Detecting Bias and Fairness Trade-offs in Machine Learning Models Using Real-World Datasets

Research Field

Artificial Intelligence | Machine Learning | Data Science | Ethics in AI

Location

Remote Only

Project Overview

As machine learning systems are increasingly deployed in high-stakes settings, ensuring fairness and minimizing algorithmic bias has become a critical challenge.
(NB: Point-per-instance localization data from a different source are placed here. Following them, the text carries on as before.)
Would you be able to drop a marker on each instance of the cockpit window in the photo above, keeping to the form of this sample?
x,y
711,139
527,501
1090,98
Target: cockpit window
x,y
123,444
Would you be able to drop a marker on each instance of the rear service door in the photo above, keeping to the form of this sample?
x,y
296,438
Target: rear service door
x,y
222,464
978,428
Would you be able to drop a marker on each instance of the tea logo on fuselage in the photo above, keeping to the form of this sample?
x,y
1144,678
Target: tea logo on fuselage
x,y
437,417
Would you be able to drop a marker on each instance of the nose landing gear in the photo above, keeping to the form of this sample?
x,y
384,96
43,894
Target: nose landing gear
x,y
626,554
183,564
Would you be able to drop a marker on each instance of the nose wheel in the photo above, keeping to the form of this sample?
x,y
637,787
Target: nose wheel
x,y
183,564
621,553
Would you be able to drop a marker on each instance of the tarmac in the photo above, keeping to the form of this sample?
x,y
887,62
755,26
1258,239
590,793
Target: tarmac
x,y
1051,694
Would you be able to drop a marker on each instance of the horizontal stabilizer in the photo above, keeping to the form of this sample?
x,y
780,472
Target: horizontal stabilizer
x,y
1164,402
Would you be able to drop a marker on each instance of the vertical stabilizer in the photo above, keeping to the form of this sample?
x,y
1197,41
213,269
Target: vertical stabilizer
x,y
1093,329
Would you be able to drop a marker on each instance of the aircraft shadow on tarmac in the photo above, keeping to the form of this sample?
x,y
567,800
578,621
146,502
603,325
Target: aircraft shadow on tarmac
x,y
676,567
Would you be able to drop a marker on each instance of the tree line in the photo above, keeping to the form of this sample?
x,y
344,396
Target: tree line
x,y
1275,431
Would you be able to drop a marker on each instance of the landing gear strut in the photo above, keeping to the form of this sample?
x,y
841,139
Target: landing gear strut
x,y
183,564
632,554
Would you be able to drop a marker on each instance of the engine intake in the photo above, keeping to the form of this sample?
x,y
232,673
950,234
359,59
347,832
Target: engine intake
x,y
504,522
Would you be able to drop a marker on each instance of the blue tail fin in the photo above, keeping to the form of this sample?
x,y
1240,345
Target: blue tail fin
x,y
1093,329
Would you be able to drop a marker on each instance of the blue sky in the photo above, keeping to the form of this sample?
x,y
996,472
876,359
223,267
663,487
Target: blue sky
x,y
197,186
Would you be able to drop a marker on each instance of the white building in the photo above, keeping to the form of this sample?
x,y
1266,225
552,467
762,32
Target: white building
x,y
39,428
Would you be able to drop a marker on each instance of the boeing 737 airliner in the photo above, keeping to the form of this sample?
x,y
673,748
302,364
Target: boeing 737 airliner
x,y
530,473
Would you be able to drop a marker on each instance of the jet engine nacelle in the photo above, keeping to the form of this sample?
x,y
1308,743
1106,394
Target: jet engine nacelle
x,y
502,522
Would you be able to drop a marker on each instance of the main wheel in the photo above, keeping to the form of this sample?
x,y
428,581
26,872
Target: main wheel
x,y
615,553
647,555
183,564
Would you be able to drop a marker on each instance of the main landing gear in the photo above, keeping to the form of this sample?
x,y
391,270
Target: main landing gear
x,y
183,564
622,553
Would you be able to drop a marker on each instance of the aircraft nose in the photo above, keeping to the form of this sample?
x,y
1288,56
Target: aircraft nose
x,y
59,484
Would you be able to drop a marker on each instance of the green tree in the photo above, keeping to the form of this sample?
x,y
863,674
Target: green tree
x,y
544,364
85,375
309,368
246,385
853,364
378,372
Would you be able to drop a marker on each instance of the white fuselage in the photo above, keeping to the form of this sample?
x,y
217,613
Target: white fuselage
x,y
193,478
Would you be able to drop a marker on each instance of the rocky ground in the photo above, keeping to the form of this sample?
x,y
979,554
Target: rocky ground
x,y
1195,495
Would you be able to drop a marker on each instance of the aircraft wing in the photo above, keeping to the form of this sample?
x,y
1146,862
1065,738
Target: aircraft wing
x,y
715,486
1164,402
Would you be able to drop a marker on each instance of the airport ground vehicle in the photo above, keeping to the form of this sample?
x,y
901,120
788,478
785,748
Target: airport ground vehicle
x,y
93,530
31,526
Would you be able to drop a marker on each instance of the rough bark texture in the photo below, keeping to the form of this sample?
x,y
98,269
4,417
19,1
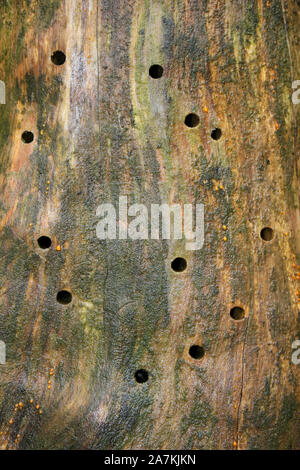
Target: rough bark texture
x,y
103,128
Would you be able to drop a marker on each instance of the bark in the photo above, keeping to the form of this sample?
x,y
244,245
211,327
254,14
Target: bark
x,y
103,128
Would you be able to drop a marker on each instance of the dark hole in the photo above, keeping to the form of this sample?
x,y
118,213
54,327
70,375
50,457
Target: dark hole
x,y
191,120
141,376
178,264
64,297
267,234
196,352
216,134
237,313
27,137
58,58
44,242
156,71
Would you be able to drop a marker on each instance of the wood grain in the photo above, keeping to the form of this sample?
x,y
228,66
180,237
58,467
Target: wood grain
x,y
104,128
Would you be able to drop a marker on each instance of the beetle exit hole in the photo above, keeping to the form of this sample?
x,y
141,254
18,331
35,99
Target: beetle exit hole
x,y
141,376
237,313
44,242
58,58
64,297
196,351
216,134
27,137
179,264
267,234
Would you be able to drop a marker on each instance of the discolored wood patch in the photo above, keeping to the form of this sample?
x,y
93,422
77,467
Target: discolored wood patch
x,y
135,355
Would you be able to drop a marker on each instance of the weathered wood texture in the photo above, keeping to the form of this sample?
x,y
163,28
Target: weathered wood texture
x,y
103,128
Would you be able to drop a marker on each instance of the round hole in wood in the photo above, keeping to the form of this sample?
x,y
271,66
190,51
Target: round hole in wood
x,y
156,71
196,351
216,134
27,137
191,120
237,313
267,234
58,58
64,297
44,242
141,376
179,264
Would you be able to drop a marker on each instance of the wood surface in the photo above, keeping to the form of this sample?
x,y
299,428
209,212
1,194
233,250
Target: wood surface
x,y
103,128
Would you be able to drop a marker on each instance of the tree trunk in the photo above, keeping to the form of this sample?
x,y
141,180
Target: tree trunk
x,y
88,124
In this project, a student will work with real-world datasets to examine how common machine learning models can unintentionally encode or amplify bias across demographic groups.

The project introduces students to applied AI research at the intersection of technology, ethics, and policy, reflecting challenges actively explored in industry research environments.

Student Responsibilities

The student will:

  • Analyze real-world structured datasets with demographic attributes

  • Train and evaluate baseline machine learning models (e.g., logistic regression, decision trees)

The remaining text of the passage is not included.